BookmarkSubscribeRSS Feed
🔒 This topic is solved and locked. Need further help from the community? Please sign in and ask a new question.
gnyanendra
Calcite | Level 5

Hi,

(a).  I'm facing difficulties with UPDATING on duplicate records in a table. Can someone help me on syntax?

(b).  Also, we have some 10-12 fact tables and equal number of dimension tables in star schema and need to process over a million of records across ~30 tables on  daily basis. Can anyone suggest if EG is the best tool for performaing this kind of task?

thanks a lot!

Gnyanendra

1 ACCEPTED SOLUTION

Accepted Solutions
LarryWorley
Fluorite | Level 6

I have a couple of techniques which may work for you.

The first method assumes you can always update the complete record in your secondary table.  So it deletes the records to be updated and then inserts the new record.  In some cases this may be optimal.

The second method uses Proc SQL update functionality and will give you the flexibility to update only a subset of columns if you wish.  The code that I present below is more complicated than what might be needed with other versions of SQL.  Some versions will allow you to write the update referencing the source table only once, but I found that I had to reference the source table once for each column being updated plus again for the update overall.  I might be missing something here but I tried several variations before getting this to work.

Note that if you can update the complete record, then you may want to benchmark both methods to see which performs best.  Performance can be dependent upon the both SAS optimization and DB optimization. 

Let me know if this helps.

Setup code: This section of code sets up some tables to mimic your tables.

PROC SQL;

* code to simulate primary1 and secondary1 tables 

                        ------------------------------------------------;

  create table work.primary1 (id char(4) primary key                            

                                         ,name char(1) 
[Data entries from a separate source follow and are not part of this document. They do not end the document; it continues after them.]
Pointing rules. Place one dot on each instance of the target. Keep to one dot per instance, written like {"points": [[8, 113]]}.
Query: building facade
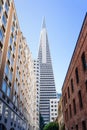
{"points": [[47, 83], [37, 76], [74, 90], [53, 109], [60, 114], [17, 78]]}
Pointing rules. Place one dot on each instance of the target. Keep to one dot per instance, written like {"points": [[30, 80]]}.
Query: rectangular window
{"points": [[72, 86], [77, 76], [6, 7], [83, 61], [76, 127], [4, 20], [9, 54], [8, 91], [1, 107], [11, 40], [66, 115], [1, 4], [86, 84], [6, 69], [10, 75], [68, 93], [84, 125], [4, 86], [70, 111], [80, 99], [74, 106]]}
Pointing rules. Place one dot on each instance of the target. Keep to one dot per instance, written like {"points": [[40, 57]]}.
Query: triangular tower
{"points": [[47, 83]]}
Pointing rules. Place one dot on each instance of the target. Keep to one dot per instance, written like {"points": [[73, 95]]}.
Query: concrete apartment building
{"points": [[74, 90], [17, 78]]}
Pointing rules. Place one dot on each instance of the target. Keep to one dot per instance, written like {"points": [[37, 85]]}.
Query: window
{"points": [[4, 86], [12, 61], [76, 127], [8, 91], [1, 107], [77, 76], [6, 112], [80, 99], [74, 106], [70, 111], [4, 20], [6, 7], [9, 54], [66, 115], [86, 84], [11, 40], [72, 86], [84, 125], [1, 5], [6, 69], [83, 61], [1, 35], [68, 93], [10, 75]]}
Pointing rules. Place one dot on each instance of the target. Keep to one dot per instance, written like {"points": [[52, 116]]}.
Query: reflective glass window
{"points": [[10, 75], [12, 61], [1, 35], [1, 107], [4, 86], [6, 112], [9, 54], [6, 69], [8, 91], [4, 20], [11, 40], [6, 7]]}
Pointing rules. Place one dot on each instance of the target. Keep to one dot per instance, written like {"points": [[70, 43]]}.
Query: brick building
{"points": [[74, 90], [17, 78]]}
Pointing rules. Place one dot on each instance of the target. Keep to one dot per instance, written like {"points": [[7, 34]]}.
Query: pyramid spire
{"points": [[43, 23]]}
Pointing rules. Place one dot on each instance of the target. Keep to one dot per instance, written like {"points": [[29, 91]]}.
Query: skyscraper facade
{"points": [[47, 83]]}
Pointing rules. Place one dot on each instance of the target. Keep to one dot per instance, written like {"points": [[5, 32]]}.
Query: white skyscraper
{"points": [[47, 83]]}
                                         ,code char(4)  

                                        ,status char(1) 

                                        )   ;

  insert into work.primary1

       values('1639','F','TA1','1')

       values('1065','M','ME3','1')

       values('1400','M','ME1','1')

       values('1561','M',null,'1')

       values('1221','F','FA3','1')

       ;

   create table work.secondary1 as

   select *

     from work.primary1

   ;

quit ;

First Method:  Here I show the first method which is to delete records to be updated and then

insert the new records.

   * two step process which deletes records from target table with

     keys for records with updated status.

     then insert changed records into table

     -----------------------------------------;

  proc sql ;

   * simulate a change in primary table ;

   update work.primary1

     set code = 'abc'

          ,status = '0'

   where id = '1561'

     ;

   delete *

     from work.secondary1

     where id in (select id

                         from work.primary1

                       where status = '0'

                      )

     ;

   insert into work.secondary1

   select id

           ,name

           ,code

          ,status

     from work.primary1

   where status = '0'

     ;

quit ;

Second Method: Here, I use explicit updating.
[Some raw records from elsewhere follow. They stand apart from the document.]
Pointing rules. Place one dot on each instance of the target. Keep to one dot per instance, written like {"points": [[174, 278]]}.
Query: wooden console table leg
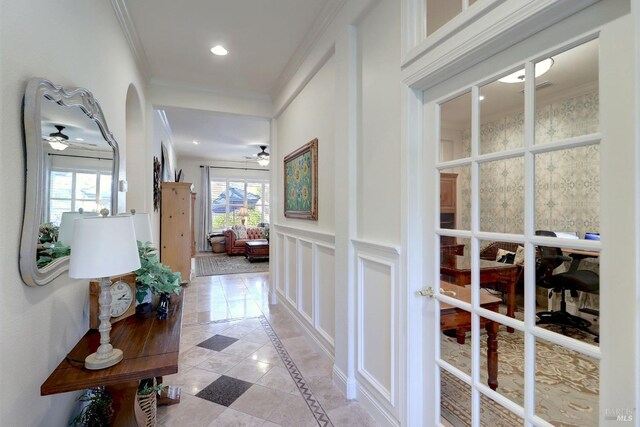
{"points": [[492, 354], [124, 397]]}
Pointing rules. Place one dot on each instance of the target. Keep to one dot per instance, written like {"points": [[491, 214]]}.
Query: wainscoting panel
{"points": [[280, 272], [305, 279], [308, 290], [325, 297], [291, 260], [378, 333]]}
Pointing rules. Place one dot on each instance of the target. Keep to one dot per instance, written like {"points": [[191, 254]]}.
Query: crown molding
{"points": [[318, 28], [428, 65], [132, 37], [175, 84], [165, 124]]}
* one step process for updating

              -----------------------------;

proc sql ;

* simulate a change in primary table ;

   update work.primary1

        set code = 'xyz'

       ,status = '0'

    where id = '1561'  

    ; 

* This is the real update here. **************************;

   update work.secondary1 t1

        set name = ( select name                  

                              from work.primary1 t2

                            where t2.status = '0'

                          )

             ,code = ( select code

                             from work.primary1 t3

                           where t1.id = t3.id

                              and t3.status = '0'

                         )

            ,status = ( select status

                              from work.primary1 t4

                            where t1.id = t4.id

                               and t4.status = '0'

                          )

      where t1.id = (select id

                                  from work.primary1

                               where status = '0'

                              )   ;

      QUIT;

View solution in original post

5 REPLIES 5
Doc_Duke
Rhodochrosite | Level 12

I don't know about (a).

For (b), Enterprise Guide generates SQL code that it passes to the SAS Server for execution.  So, if your comparison for 'bestness' is regular SAS, they are equal.  The SAS Server does some optimization of code for each database that it supports.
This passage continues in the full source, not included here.